Quels enseignements pour les experts-comptables?

  1. La valeur se déplace : Les tâches de recherche, de rédaction et de structuration de l’information peuvent être externalisées (en partie) à l’IA. La valeur du professionnel résidera donc plus que jamais dans l’interprétation, le jugement et la personnalisation du conseil.
  2. L’IA augmente la productivité, mais pas l’autonomie : Un assistant IA améliore l’efficacité, mais il ne remplace pas les compétences techniques et déontologiques nécessaires pour assumer une responsabilité professionnelle.
  3. L’interaction homme-machine est le cœur du nouveau métier : La capacité à formuler correctement une demande à l’IA, à évaluer la pertinence des résultats, et à reformuler ou vérifier l’information devient une compétence-clé.


Et en Belgique ?

Même si les données sont américaines, elles éclairent indirectement notre contexte :

  • Les tâches d’un expert-comptable belge sont très similaires à celles observées dans l’étude.
  • L’étude ne mesure pas les obligations réglementaires, mais on peut raisonnablement anticiper que la partie conseil, rédaction, et assistance à la décision continuera à croître.
  • L’enjeu majeur sera de s’assurer que la qualité du service rendu ne se dégrade pas dans l’illusion d’une “automatisation réussie” produite par l’IA.

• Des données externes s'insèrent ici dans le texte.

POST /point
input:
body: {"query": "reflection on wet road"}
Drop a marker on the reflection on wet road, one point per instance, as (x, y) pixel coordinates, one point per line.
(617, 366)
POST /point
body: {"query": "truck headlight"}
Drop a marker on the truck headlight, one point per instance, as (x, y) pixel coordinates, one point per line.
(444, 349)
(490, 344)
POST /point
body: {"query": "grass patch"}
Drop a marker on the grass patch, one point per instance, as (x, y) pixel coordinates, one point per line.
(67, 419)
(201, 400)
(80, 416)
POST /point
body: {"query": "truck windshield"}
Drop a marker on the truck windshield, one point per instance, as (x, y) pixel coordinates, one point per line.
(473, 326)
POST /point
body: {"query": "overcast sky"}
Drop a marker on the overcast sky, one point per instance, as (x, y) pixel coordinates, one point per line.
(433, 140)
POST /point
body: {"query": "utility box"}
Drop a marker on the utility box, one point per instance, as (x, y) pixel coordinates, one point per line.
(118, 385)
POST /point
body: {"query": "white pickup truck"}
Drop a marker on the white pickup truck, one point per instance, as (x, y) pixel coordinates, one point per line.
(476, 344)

Un nouvel équilibre homme-IA à construire

Cette étude ne se contente pas de confirmer l’intuition selon laquelle l’IA transforme les métiers : elle en quantifie la portée, différencie les types d’activités, et appelle à une spécialisation accrue du professionnel. Pour les membres de l’OECCBB, le message est clair:

La compétence humaine reste irremplaçable, mais elle doit être réarticulée autour d’un usage éclairé de l’IA.

Comme le rappelle souvent l’Ordre, “notre valeur ne réside pas dans l’automatisation, mais dans l’interprétation”.

C’est dans cet esprit que l’Ordre a lancé son initiative stratégique en intelligence artificielle, destinée à accompagner concrètement la transformation numérique de la profession. Elle vise à donner à chaque expert-comptable et conseiller fiscal les clés pour s’approprier les outils IA, en comprendre les usages réels, et bâtir progressivement une trajectoire d’intégration adaptée à la réalité du terrain.